Neden açlık çekeriz?Sen benden çok iyi bilirsin tokluğu, Ben de senden daha iyi bilirim yokluğu. Ey benim cebi dolu, yüreği boşum Daldan dala uçup duran şen şakraç kuşum Benlik denizinde boğulmuş sarhoşum Sen aç kalmadın, açık kalmadın, İkinci el üçüncü el defter kitap almadın. İkimizin çok ayrı alnımızın yazısı. Aç karnına yattığım akşamların ardından Çaresiz, çok sabahları bekledim Sabıra umut, umuda sabır ekledim Sen bilmezsin ayan beyan bilen var Mutluluğun da bile az çok benim hakkım var Ben hayata, hayat bana bilenir Kalbim kuşatılmış şehir Direnirim, düşmem beklenir Günden güne hicran çadırları eklenir.
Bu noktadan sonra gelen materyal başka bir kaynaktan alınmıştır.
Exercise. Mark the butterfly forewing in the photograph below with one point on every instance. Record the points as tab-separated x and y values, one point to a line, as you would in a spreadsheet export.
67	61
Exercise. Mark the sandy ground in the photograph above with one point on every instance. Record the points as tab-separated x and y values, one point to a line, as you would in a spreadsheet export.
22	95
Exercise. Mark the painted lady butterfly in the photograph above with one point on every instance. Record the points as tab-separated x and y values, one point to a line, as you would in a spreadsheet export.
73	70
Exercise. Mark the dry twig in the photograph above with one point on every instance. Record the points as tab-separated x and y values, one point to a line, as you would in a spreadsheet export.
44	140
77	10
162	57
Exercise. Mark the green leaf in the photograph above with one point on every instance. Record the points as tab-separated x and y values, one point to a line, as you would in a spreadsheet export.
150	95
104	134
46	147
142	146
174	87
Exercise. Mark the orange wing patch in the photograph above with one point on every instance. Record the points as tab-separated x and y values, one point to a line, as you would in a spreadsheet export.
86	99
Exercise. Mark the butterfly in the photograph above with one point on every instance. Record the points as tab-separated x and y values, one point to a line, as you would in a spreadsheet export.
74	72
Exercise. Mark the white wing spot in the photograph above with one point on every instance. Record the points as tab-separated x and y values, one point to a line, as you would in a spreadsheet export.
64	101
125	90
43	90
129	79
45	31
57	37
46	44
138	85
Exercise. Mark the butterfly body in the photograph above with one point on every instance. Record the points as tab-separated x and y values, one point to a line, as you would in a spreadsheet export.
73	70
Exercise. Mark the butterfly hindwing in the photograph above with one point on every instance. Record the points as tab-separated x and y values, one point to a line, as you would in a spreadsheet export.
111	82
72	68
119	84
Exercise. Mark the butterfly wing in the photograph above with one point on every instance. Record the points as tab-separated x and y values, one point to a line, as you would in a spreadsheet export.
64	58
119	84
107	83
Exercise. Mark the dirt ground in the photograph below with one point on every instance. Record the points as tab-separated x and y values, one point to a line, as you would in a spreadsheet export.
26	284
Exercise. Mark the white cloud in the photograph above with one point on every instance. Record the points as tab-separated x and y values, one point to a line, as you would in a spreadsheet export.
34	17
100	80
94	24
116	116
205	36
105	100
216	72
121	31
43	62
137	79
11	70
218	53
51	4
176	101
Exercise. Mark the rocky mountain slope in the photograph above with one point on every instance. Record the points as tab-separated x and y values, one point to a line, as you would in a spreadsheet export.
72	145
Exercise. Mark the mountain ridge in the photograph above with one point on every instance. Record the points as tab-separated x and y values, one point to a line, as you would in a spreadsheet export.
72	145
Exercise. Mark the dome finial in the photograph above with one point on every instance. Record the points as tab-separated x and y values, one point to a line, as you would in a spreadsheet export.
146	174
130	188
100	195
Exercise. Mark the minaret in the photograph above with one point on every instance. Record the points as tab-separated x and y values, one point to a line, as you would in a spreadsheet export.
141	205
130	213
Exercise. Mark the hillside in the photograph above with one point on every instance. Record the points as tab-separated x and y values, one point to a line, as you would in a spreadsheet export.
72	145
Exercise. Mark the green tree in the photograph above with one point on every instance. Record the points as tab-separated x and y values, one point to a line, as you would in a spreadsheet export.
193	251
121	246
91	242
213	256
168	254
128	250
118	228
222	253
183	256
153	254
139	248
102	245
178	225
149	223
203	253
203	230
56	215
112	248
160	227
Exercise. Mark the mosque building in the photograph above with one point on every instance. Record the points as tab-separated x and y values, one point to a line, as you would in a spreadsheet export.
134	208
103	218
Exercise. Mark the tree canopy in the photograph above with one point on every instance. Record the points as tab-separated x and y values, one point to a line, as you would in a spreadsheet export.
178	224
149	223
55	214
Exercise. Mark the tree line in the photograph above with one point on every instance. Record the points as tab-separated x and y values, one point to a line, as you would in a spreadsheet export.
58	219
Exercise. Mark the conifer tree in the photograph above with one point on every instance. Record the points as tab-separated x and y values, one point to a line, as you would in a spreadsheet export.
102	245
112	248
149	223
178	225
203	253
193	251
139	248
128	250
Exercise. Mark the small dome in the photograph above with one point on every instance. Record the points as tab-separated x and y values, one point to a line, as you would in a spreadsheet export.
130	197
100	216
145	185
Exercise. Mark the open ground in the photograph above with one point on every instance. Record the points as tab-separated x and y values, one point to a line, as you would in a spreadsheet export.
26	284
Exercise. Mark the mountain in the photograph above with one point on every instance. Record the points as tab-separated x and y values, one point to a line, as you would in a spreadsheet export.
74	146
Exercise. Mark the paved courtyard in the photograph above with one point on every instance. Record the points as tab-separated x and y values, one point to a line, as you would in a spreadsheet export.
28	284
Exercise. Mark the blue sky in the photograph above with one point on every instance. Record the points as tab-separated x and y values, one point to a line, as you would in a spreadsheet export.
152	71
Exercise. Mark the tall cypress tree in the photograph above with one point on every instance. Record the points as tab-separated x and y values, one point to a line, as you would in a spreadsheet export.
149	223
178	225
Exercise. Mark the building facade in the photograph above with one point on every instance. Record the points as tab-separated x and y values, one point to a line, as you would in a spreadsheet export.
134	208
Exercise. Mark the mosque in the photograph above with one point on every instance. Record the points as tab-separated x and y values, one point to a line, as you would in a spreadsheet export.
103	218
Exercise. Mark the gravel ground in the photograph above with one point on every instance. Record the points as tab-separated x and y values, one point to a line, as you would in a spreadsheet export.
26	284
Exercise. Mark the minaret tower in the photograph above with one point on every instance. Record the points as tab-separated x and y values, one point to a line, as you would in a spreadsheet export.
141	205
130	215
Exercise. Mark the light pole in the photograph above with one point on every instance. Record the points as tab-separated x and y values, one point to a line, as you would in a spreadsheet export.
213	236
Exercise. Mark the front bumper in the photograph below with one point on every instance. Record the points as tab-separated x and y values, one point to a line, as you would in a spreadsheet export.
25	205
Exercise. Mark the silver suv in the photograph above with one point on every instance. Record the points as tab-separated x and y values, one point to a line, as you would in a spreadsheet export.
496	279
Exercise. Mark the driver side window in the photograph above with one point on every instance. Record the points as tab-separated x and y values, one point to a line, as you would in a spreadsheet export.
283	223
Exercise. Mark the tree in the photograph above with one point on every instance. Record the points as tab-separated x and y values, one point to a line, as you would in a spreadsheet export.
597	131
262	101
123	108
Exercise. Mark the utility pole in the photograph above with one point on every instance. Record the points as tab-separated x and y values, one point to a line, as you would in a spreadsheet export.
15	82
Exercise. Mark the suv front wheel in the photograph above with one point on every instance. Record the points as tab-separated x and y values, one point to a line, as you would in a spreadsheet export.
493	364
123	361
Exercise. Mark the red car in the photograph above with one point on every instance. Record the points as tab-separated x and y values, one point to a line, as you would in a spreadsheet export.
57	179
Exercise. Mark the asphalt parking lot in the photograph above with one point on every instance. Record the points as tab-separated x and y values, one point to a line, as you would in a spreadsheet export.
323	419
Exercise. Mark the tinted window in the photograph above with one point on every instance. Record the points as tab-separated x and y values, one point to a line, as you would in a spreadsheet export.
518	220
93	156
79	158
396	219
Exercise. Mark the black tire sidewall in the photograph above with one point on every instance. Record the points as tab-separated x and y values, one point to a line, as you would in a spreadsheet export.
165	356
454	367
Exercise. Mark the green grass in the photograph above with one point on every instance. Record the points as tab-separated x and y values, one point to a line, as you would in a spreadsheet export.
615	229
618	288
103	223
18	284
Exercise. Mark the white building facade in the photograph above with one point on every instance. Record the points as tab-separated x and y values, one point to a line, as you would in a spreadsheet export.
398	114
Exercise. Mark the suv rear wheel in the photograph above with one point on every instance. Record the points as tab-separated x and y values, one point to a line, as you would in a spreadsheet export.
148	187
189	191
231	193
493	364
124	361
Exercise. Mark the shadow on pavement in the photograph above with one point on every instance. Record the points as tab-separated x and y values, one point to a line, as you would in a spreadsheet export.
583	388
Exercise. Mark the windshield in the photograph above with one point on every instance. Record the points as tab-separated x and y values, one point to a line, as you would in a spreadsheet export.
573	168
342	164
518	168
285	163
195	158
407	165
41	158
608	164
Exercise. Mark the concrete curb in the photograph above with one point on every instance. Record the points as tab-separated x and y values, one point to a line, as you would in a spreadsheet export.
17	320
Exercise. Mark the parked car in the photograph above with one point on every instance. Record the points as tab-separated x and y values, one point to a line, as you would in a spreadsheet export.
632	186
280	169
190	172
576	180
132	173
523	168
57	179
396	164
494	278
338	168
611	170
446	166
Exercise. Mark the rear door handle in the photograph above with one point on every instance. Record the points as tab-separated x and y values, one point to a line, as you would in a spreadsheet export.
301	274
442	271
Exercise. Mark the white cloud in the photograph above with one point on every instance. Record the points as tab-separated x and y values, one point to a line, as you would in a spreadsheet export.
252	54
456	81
Acımasız saldırılar sıklaşır Mogol askeri gibi dertler, bitmez tükenmez Ak yüreğim pekleşir mi pekleşir Her yaşadığım gün ayrı bir zehir... Ortak gelecek adına güzel günler düşlerken Yabanlar geliverir, ıraklıklar giriverir Soğuk soğuk kara yılan gibi araya Eser karayel cemre düşmez gönlüme. Birileri ekmeğimi dişlerken Seyredersen uzaklardan el gibi Rahat huzur yok bu bahtı karaya.. Şu yüreğim tıkır tıkır işlerken... Mutluluğun zerresi yok, umut yok Ben kendimi kandırıp gönlümü eylemişim Elem çok, keder çok ah benim dertli başım! İçim içimi yemiş türküler söylemişim. Değişime inanmış, aldanmışım Benim karnım aç, senin gözün hiç doymaz, Can kardeşim diye adını anmışım İç dökmüş, dert yanmışım. Hiç kulağın çınlamaz mı? Az birazcık bile olsa vicdanın sızlamaz mı? Sanma göz pınarlarım boşa tutmuş yosunu Anasının kuzusu, babasının tosunu Senin kadar benimde bileğim var, aklım var Senden fazlam, benden öte “biz” diye bir sevdam var Sivri sinek vızıltısı kadar avazım, ahım Tövbe suç senin değil, korkarım Allah var Çağında yaşamak benim günahım... Ezelden-ecele değişmez kaderimiz; Siz hep doyarken belkisiz.. İşliklerde gece gündüz demeden Ak ekmeği yoğurur temiz alınterimiz Biz yarı aç, yarı tok neden açlık çekeriz? Özcan İşler |
Yürek sesiniz daim olsun.
Muhabbetle.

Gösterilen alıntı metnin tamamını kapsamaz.